Chayes, A. (2008). “How American Treaty Behavior Threatens National Security”. International Security 33(1): 47.
"selective multilateralism" can be seen as referring to US' approach toward multilateralism [which] entails building small groups and setting up multilateral mechanisms with military and security; such as the Quadrilateral Security Dialogue with Japan, Australia and India. These mechanisms seek to confront and provoke certain countries.”
Hao, Su (2021). “Doubtful US will embrace real multilateralism”. Global Times.
Der Begriff „selective multilateralism” (zu deutsch: selektiver Multilateralismus) wurde zu verschiedenen Zeitpunkten verwendet um die politische Praxis zu beschreiben, eine selektive Auswahl multilateraler Partner und Handlungen je nach Themenfeld vorzunehmen anstatt eine umfassende und prinzipiell allen offenstehende multilaterale Zusammenarbeit anzustreben.

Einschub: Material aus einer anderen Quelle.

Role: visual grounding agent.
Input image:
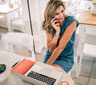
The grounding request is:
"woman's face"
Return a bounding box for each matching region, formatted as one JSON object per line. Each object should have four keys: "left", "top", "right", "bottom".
{"left": 54, "top": 5, "right": 65, "bottom": 25}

Abzugrenzen von dem ebenfalls oft mit negativer Konnotation verwendeten Schlagwort des „Unilateralismus“, wurde der Begriff zunächst von Beobachtern des „unipolaren Moments“ der USA verwendet, erfährt aber in neuerer Zeit wieder verstärkte Nutzung; im Zuge des virtuellen Weltwirtschaftsforum in Davos 2021 etwa nutze der chinesische Präsident Xi Jinping den Begriff um als selektiv praktizierten Multilateralismus gelesenes und gegen China gerichtetes US-Verhalten zu kritisieren.
Antonia Chayes (*1929) ist Professor für internationales Recht and der Fletcher School of Law and Diplomacy der Tufts University, Mitglied des Council on Foreign Affairs und frühere stellvertretende Staatssekretärin im amerikanischen Verteidigungsministerium.
Dr. Hao Su ist Professor für diplomatische Studien sowie Direktor und Mitbegründer des Center for Strategic and Peace Studies an der China Foreign Affairs University.